Published online by Cambridge University Press: 05 June 2012
During the 1970s and 1980s, various French government bodies, along with their primary contractor, Matra Transport, invested on the order of half a billion francs in a futuristic guided transportation system called Aramis.
Aramis was … the niftiest of all, it was the programmed metro seat. The traveler merely goes to the station. He sits down, punches in the program, and opens up his newspaper. When the thing stops, he looks up, puts away his paper, and there he is, where he wanted to go. It's point-to-point, with no connections, no stops at intermediate stations.
The ideal, for passengers, … is what? It's not to think, not to slow down, not to transfer, and to arrive at their destination nevertheless. That's point-to-point transportation. That's Aramis.

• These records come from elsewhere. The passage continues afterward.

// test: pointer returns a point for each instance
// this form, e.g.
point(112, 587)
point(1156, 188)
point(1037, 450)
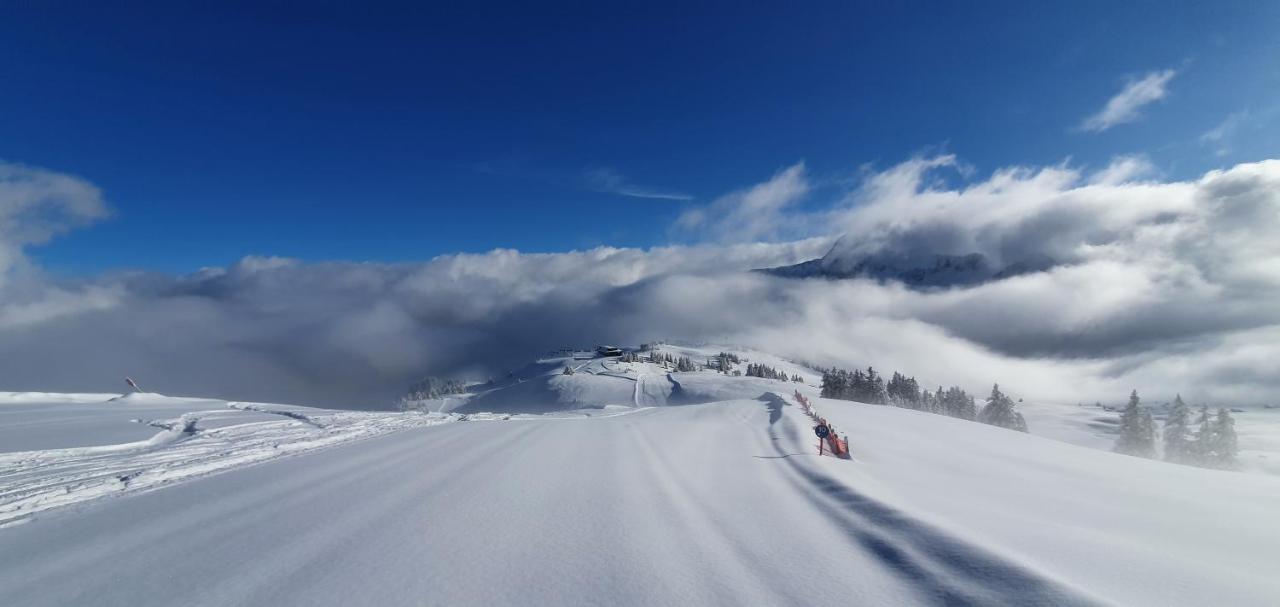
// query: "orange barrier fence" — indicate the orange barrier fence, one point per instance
point(837, 446)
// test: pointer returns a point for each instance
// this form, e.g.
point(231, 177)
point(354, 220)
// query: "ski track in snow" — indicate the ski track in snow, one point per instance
point(35, 482)
point(668, 507)
point(723, 502)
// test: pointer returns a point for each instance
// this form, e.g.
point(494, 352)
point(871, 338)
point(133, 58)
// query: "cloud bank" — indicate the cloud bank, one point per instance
point(1164, 286)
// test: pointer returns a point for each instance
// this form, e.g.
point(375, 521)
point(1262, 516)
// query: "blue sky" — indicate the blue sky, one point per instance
point(405, 132)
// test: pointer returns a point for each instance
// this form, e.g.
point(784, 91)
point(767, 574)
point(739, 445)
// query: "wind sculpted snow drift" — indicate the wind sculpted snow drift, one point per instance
point(721, 502)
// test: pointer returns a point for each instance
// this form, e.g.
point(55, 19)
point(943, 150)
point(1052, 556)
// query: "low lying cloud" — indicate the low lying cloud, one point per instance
point(1162, 286)
point(1128, 104)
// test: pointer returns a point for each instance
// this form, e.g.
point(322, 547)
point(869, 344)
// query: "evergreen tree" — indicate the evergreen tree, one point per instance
point(1000, 411)
point(1137, 430)
point(1202, 450)
point(1178, 433)
point(1225, 446)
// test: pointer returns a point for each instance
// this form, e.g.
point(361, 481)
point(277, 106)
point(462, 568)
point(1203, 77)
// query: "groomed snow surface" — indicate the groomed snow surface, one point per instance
point(721, 501)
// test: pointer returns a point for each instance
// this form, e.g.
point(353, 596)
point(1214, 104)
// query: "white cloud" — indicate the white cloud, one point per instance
point(37, 205)
point(752, 214)
point(1164, 286)
point(609, 181)
point(1129, 101)
point(1220, 137)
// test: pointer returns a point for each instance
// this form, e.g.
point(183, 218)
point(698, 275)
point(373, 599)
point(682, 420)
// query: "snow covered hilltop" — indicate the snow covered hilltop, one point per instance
point(615, 480)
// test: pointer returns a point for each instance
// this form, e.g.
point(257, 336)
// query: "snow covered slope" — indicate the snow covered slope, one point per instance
point(713, 503)
point(62, 453)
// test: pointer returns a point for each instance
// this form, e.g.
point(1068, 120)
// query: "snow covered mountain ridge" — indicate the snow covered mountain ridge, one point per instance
point(914, 269)
point(624, 482)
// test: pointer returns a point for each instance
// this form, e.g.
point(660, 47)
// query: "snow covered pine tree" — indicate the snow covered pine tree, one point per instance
point(1000, 411)
point(1137, 429)
point(1178, 433)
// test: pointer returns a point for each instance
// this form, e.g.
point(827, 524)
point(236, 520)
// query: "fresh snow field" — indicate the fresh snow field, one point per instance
point(620, 484)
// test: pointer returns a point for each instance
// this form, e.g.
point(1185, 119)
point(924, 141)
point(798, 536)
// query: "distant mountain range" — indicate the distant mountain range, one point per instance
point(913, 270)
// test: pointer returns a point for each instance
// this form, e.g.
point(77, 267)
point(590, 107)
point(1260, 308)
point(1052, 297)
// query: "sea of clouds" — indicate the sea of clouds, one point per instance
point(1156, 284)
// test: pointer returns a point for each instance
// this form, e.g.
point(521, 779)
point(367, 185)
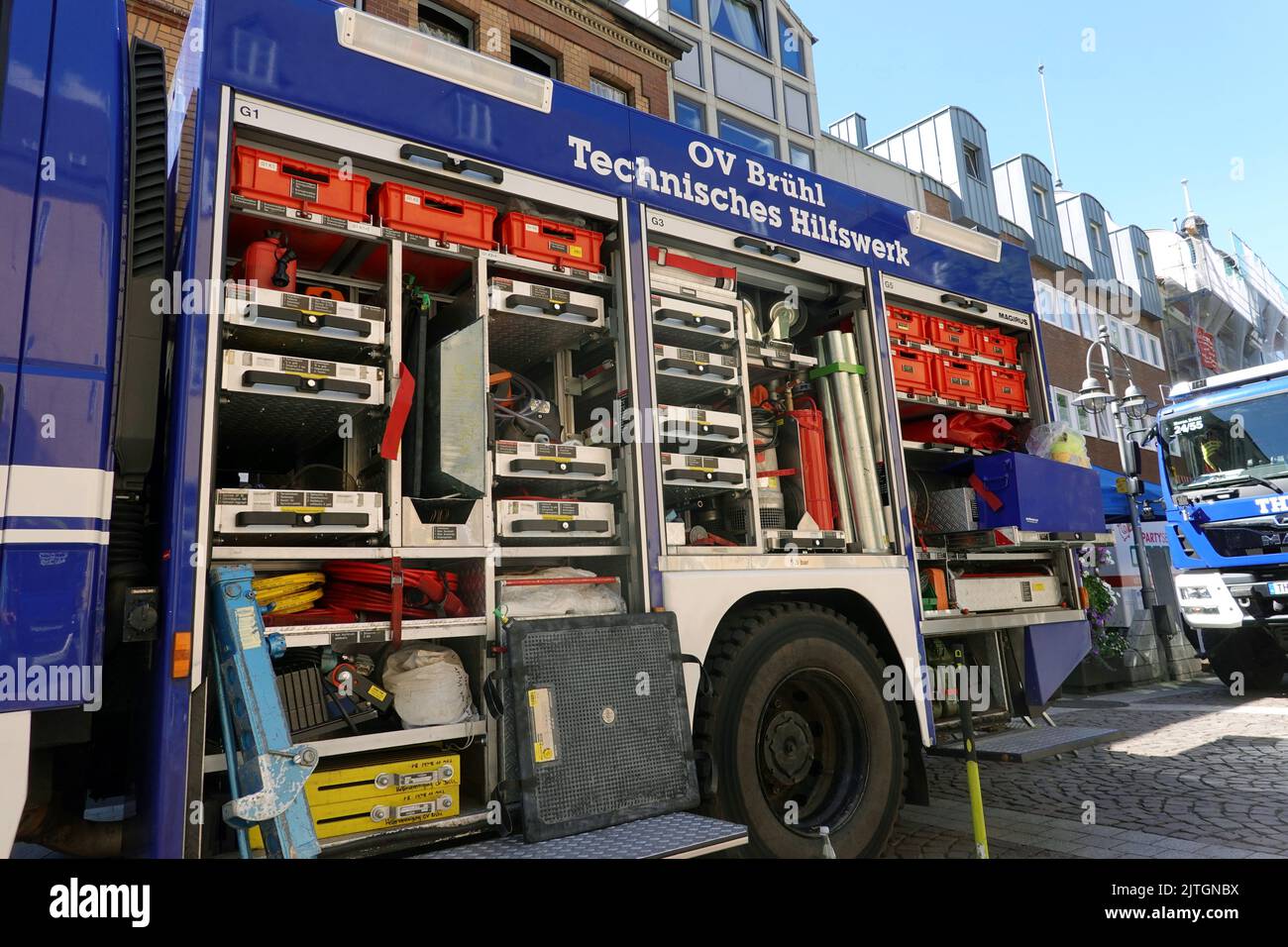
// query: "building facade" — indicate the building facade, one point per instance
point(1223, 311)
point(1087, 269)
point(748, 76)
point(596, 46)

Someone who spends a sizable portion of his weekday in rush hour traffic might well respond enthusiastically to such a description: it's a great idea, and we should build it! To which the right answer would be, of course, build what? What we have had described isn't yet a goal that's definite enough for anyone to start taking steps, such as having suppliers bid on a part. You first have to design it, that is, to finish deciding just what it is you want built.
The sort of thought that goes into the design phase of such a project is the specification of an initial, very thin description of a goal, and over the past few decades it has come in for increasing attention on the part of philosophers who work on practical reasoning.